Полковник Толь представил совершенную невозможность держаться армии выбранной генералом Беннигсеном позиции, ибо с неминуемой потерею сражения, а вместе с ним и Москвы, армия подвергалась совершенному истреблению и потерею всей артиллерии, и потому предлагал немедленно оставить позицию при Филях, сделать фланговый марш линиями влево и расположить армию правым флангом к деревне Воробьевой, а левым между Новой и Старой Калугскими дорогами в направлении между деревень Шатилово и Воронкова; из сей же позиции, если обстоятельства потребуют, отступить по старой Калугской дороге, поелику главные запасы съестные и военные ожидаются по сему направлению.
После сего фельдмаршал, обратясь к членам, сказал, что с потерянием Москвы не потеряна еще Россия и что первою обязанностию поставляет он сберечь армию, сблизиться к тем войскам, которые идут к ней на подкрепление, и самим уступлением Москвы приготовить неизбежную гибель неприятелю и потому намерен, пройдя Москву, отступить по Рязанской дороге».
Ермолов рассказывает о принципиально значимом прологе этого знаменитого военного совета: «День клонился к вечеру, и еще не было никаких особенных распоряжений.
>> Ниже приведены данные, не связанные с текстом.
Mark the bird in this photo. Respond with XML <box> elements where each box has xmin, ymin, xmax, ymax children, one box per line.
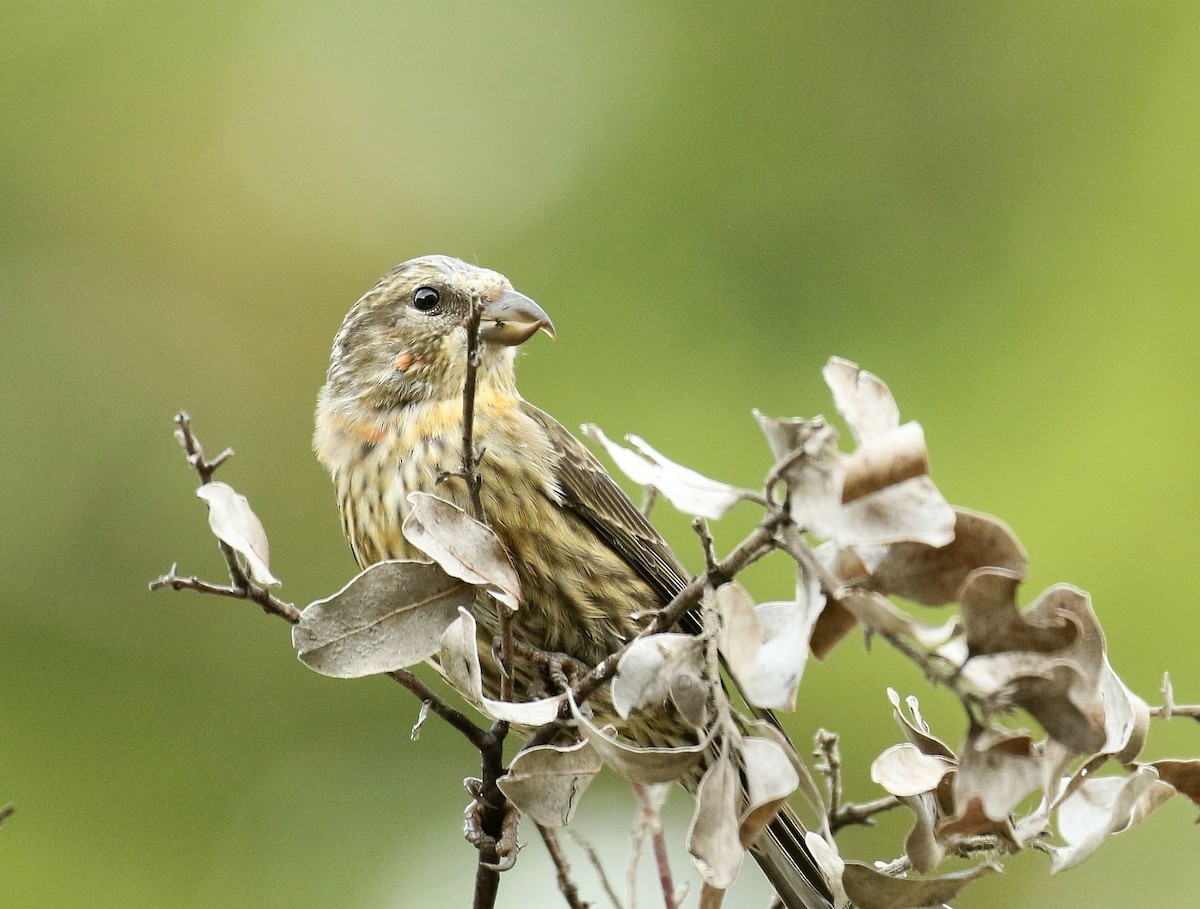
<box><xmin>314</xmin><ymin>255</ymin><xmax>835</xmax><ymax>909</ymax></box>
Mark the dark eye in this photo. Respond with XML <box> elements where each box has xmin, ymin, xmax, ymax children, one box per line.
<box><xmin>412</xmin><ymin>286</ymin><xmax>440</xmax><ymax>312</ymax></box>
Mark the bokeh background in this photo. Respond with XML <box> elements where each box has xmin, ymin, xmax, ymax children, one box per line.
<box><xmin>3</xmin><ymin>3</ymin><xmax>1198</xmax><ymax>907</ymax></box>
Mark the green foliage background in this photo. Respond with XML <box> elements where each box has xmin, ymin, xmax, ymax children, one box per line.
<box><xmin>3</xmin><ymin>3</ymin><xmax>1198</xmax><ymax>906</ymax></box>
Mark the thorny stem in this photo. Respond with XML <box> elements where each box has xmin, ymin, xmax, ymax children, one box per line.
<box><xmin>539</xmin><ymin>825</ymin><xmax>590</xmax><ymax>909</ymax></box>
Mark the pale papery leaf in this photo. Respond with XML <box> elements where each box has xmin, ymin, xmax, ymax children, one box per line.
<box><xmin>439</xmin><ymin>609</ymin><xmax>565</xmax><ymax>725</ymax></box>
<box><xmin>803</xmin><ymin>832</ymin><xmax>848</xmax><ymax>909</ymax></box>
<box><xmin>835</xmin><ymin>475</ymin><xmax>955</xmax><ymax>549</ymax></box>
<box><xmin>745</xmin><ymin>719</ymin><xmax>827</xmax><ymax>823</ymax></box>
<box><xmin>566</xmin><ymin>691</ymin><xmax>710</xmax><ymax>784</ymax></box>
<box><xmin>887</xmin><ymin>689</ymin><xmax>957</xmax><ymax>761</ymax></box>
<box><xmin>497</xmin><ymin>740</ymin><xmax>603</xmax><ymax>828</ymax></box>
<box><xmin>936</xmin><ymin>793</ymin><xmax>1020</xmax><ymax>848</ymax></box>
<box><xmin>841</xmin><ymin>862</ymin><xmax>996</xmax><ymax>909</ymax></box>
<box><xmin>582</xmin><ymin>425</ymin><xmax>743</xmax><ymax>520</ymax></box>
<box><xmin>738</xmin><ymin>737</ymin><xmax>800</xmax><ymax>847</ymax></box>
<box><xmin>402</xmin><ymin>492</ymin><xmax>521</xmax><ymax>610</ymax></box>
<box><xmin>687</xmin><ymin>754</ymin><xmax>745</xmax><ymax>889</ymax></box>
<box><xmin>901</xmin><ymin>790</ymin><xmax>946</xmax><ymax>874</ymax></box>
<box><xmin>293</xmin><ymin>560</ymin><xmax>469</xmax><ymax>678</ymax></box>
<box><xmin>1101</xmin><ymin>657</ymin><xmax>1150</xmax><ymax>762</ymax></box>
<box><xmin>840</xmin><ymin>422</ymin><xmax>930</xmax><ymax>504</ymax></box>
<box><xmin>196</xmin><ymin>481</ymin><xmax>279</xmax><ymax>586</ymax></box>
<box><xmin>954</xmin><ymin>728</ymin><xmax>1042</xmax><ymax>821</ymax></box>
<box><xmin>1050</xmin><ymin>769</ymin><xmax>1175</xmax><ymax>872</ymax></box>
<box><xmin>867</xmin><ymin>508</ymin><xmax>1027</xmax><ymax>606</ymax></box>
<box><xmin>753</xmin><ymin>411</ymin><xmax>845</xmax><ymax>538</ymax></box>
<box><xmin>821</xmin><ymin>356</ymin><xmax>900</xmax><ymax>445</ymax></box>
<box><xmin>871</xmin><ymin>743</ymin><xmax>955</xmax><ymax>798</ymax></box>
<box><xmin>612</xmin><ymin>633</ymin><xmax>706</xmax><ymax>722</ymax></box>
<box><xmin>958</xmin><ymin>568</ymin><xmax>1077</xmax><ymax>657</ymax></box>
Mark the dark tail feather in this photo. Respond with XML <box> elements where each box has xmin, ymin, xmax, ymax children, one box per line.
<box><xmin>749</xmin><ymin>804</ymin><xmax>836</xmax><ymax>909</ymax></box>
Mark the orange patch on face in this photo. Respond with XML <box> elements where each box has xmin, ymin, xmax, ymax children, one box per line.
<box><xmin>394</xmin><ymin>351</ymin><xmax>415</xmax><ymax>372</ymax></box>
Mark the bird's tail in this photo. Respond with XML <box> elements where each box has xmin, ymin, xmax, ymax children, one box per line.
<box><xmin>749</xmin><ymin>803</ymin><xmax>836</xmax><ymax>909</ymax></box>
Военный министр призвал меня к себе, с отличным благоразумием, основательностию истолковал мне причины, по коим полагает он отступление необходимым, пошел к князю Кутузову и мне приказал идти за собою. Никому лучше военного министра не могли быть известны способы для продолжения войны и какими из них в настоящее время пользоваться возможно; чтобы употребить более благонадежные, надобно выиграть время, и для того оставить Москву необходимо.
Князь Кутузов, внимательно выслушав, не мог скрыть восхищения своего, что не ему присвоена будет мысль об отступлении, и, желая сколько возможно отклонить от себя упреки, приказал к восьми часам вечера созвать гг. генералов на совет».
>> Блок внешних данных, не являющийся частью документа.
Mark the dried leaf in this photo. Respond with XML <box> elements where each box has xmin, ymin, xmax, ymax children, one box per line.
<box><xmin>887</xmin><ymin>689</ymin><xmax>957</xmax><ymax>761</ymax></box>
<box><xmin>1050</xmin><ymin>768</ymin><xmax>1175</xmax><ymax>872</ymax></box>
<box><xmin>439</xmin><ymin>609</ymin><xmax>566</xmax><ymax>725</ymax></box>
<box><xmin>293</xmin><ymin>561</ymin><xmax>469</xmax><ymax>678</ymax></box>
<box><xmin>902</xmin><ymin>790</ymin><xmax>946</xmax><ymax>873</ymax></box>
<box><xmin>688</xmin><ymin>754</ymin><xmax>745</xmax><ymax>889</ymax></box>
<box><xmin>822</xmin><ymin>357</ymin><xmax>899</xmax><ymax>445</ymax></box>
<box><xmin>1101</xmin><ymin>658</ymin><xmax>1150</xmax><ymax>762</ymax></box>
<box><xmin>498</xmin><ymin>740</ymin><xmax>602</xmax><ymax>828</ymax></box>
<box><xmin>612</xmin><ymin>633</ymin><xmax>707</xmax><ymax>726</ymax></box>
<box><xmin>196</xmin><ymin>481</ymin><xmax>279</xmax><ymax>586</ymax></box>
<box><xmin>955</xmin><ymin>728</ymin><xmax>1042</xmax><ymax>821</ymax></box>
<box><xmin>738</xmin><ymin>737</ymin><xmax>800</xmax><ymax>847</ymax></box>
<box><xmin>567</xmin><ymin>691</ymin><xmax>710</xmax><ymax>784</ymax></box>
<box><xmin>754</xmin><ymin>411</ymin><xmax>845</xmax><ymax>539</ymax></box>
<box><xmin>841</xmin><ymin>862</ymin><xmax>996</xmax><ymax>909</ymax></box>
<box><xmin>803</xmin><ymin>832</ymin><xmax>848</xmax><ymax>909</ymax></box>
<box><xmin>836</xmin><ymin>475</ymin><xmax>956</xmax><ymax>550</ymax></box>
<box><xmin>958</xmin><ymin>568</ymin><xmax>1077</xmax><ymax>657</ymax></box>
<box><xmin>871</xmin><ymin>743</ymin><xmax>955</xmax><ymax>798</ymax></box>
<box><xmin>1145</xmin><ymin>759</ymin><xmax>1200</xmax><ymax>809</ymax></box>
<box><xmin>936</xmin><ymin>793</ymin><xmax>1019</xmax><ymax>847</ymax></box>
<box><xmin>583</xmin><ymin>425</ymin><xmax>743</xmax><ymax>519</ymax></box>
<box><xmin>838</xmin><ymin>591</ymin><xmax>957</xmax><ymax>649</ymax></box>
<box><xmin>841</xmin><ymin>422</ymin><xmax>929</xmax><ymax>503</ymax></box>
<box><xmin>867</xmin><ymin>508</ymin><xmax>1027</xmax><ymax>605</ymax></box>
Обратим внимание — с каким подчеркнутым почтением пишет Алексей Петрович о Барклае. Надо полагать, совесть его была отнюдь не спокойна.
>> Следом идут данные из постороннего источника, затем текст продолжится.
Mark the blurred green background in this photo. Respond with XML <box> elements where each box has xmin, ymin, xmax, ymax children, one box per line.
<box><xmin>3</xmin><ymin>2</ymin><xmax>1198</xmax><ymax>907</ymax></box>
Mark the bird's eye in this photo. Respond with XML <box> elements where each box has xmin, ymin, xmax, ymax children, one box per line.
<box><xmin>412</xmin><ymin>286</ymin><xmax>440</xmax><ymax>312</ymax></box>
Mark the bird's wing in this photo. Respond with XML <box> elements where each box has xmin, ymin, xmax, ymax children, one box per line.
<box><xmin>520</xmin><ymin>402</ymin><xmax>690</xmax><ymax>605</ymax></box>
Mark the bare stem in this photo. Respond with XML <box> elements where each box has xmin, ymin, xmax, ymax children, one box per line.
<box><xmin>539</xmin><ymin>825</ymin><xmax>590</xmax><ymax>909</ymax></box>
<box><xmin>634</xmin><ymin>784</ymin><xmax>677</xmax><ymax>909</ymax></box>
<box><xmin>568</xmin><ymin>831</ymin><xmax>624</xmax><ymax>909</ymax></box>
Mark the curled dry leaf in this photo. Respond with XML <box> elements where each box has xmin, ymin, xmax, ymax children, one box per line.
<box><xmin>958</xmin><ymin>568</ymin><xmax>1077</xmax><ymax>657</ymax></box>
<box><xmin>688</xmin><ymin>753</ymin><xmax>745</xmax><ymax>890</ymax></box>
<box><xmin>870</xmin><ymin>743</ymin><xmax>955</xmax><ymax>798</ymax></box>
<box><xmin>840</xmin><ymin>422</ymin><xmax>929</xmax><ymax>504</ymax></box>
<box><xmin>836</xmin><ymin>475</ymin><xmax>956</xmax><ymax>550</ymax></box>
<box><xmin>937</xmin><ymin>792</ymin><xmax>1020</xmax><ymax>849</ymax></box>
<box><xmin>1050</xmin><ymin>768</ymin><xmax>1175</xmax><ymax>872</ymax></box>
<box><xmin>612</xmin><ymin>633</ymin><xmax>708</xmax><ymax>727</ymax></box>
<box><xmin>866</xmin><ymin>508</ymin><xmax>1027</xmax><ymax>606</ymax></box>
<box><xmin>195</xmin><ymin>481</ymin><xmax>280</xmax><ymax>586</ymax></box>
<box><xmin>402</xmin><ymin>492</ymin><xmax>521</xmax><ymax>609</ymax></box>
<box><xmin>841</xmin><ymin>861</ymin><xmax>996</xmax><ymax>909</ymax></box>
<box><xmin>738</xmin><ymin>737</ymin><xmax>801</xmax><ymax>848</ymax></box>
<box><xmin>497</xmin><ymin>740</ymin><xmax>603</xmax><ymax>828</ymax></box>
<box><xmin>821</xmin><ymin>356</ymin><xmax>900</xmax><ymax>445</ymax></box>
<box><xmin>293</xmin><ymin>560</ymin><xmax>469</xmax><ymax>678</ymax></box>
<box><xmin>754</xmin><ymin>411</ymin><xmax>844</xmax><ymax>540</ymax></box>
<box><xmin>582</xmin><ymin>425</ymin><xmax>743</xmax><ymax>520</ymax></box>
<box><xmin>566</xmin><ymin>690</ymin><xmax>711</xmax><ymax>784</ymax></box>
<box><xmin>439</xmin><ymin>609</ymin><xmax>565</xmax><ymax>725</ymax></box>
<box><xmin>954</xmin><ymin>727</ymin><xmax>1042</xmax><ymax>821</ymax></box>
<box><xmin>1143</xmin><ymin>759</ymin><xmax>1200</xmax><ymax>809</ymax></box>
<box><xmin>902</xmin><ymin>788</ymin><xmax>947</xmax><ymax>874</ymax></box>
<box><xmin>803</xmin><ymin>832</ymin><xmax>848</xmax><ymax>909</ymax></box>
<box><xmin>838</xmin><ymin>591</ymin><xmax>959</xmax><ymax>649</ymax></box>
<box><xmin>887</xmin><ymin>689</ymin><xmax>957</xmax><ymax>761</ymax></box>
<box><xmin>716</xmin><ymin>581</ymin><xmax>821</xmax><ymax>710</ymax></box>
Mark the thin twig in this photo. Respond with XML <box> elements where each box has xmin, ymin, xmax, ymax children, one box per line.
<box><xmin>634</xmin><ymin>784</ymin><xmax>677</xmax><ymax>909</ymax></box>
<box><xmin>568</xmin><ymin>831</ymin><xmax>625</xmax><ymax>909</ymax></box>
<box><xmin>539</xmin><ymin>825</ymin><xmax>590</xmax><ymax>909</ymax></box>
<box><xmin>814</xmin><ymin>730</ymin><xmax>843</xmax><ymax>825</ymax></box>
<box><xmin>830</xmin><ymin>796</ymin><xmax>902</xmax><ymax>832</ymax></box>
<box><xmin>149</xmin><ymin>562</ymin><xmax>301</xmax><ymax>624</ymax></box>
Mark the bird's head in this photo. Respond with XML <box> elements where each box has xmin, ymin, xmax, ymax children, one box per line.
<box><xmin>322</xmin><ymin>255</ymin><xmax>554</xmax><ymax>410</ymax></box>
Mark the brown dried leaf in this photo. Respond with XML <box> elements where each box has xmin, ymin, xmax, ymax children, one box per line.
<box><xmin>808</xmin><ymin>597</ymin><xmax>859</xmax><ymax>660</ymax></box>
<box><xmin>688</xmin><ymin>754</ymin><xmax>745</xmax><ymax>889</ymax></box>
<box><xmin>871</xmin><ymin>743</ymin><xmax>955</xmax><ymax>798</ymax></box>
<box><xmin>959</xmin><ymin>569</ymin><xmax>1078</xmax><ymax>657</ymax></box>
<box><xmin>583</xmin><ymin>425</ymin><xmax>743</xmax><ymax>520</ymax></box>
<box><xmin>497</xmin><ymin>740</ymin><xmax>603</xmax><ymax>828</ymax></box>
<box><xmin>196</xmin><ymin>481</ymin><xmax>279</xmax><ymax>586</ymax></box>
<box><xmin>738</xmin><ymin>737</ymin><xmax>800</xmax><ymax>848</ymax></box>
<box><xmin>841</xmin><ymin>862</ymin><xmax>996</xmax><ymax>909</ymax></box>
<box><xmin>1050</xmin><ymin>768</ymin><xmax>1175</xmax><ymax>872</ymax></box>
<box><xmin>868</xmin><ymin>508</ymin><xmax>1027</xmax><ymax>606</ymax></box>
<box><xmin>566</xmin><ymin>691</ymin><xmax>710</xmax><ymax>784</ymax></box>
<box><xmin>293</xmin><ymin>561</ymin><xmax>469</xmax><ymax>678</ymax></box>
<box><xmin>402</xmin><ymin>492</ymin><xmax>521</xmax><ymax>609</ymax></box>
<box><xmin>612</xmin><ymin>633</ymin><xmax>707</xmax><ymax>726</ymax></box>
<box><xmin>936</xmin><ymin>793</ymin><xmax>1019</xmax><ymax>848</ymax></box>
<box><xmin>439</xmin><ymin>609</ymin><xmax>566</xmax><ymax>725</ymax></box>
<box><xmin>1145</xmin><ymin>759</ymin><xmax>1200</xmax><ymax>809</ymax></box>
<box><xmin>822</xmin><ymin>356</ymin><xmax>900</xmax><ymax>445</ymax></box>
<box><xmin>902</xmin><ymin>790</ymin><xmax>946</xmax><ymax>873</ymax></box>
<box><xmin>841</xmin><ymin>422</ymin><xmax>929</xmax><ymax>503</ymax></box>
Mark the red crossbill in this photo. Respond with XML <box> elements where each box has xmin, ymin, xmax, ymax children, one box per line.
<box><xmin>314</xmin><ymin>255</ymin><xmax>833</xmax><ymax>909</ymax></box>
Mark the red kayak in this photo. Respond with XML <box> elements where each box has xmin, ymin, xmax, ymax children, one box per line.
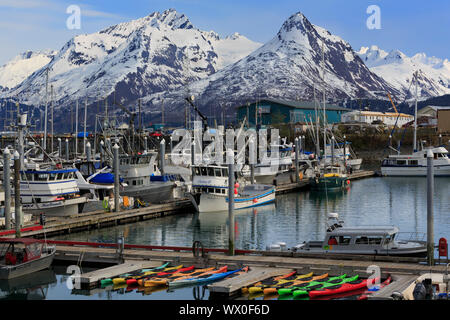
<box><xmin>309</xmin><ymin>278</ymin><xmax>379</xmax><ymax>298</ymax></box>
<box><xmin>357</xmin><ymin>276</ymin><xmax>392</xmax><ymax>300</ymax></box>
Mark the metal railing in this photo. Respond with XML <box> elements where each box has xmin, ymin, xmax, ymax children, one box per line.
<box><xmin>396</xmin><ymin>232</ymin><xmax>426</xmax><ymax>243</ymax></box>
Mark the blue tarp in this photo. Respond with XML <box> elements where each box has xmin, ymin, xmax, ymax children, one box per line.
<box><xmin>77</xmin><ymin>132</ymin><xmax>89</xmax><ymax>138</ymax></box>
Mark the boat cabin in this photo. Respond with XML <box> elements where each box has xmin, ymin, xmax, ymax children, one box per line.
<box><xmin>192</xmin><ymin>165</ymin><xmax>236</xmax><ymax>195</ymax></box>
<box><xmin>0</xmin><ymin>238</ymin><xmax>44</xmax><ymax>266</ymax></box>
<box><xmin>323</xmin><ymin>226</ymin><xmax>399</xmax><ymax>249</ymax></box>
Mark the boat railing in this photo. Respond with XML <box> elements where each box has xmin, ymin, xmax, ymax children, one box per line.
<box><xmin>396</xmin><ymin>232</ymin><xmax>426</xmax><ymax>243</ymax></box>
Рассказывая о совете в Филях, Ермолов подробно воспроизводит речь Барклая. Воспроизводит, безусловно, не по памяти. У Алексея Петровича был мощный инстинкт летописца, обращенный прежде всего на себя самого. Он верил, что даже при неблагоприятном повороте судьбе, при любом итоге его жизненной карьеры он должен оставить свидетельство о себе, доказывающее его резкую особость, демонстрирующее те жестокие препоны, которые ему приходилось преодолевать, опровергающее те враждебные отзывы, в возможности которых он не сомневался. А потому он собирал документы, вел дневниковые записи — без этого невозможно представить себе процесс написания его мемуаров. Разумеется, зафиксировано и документировано было не все, но в описании ключевых моментов он, безусловно, опирался на обширный свод материалов.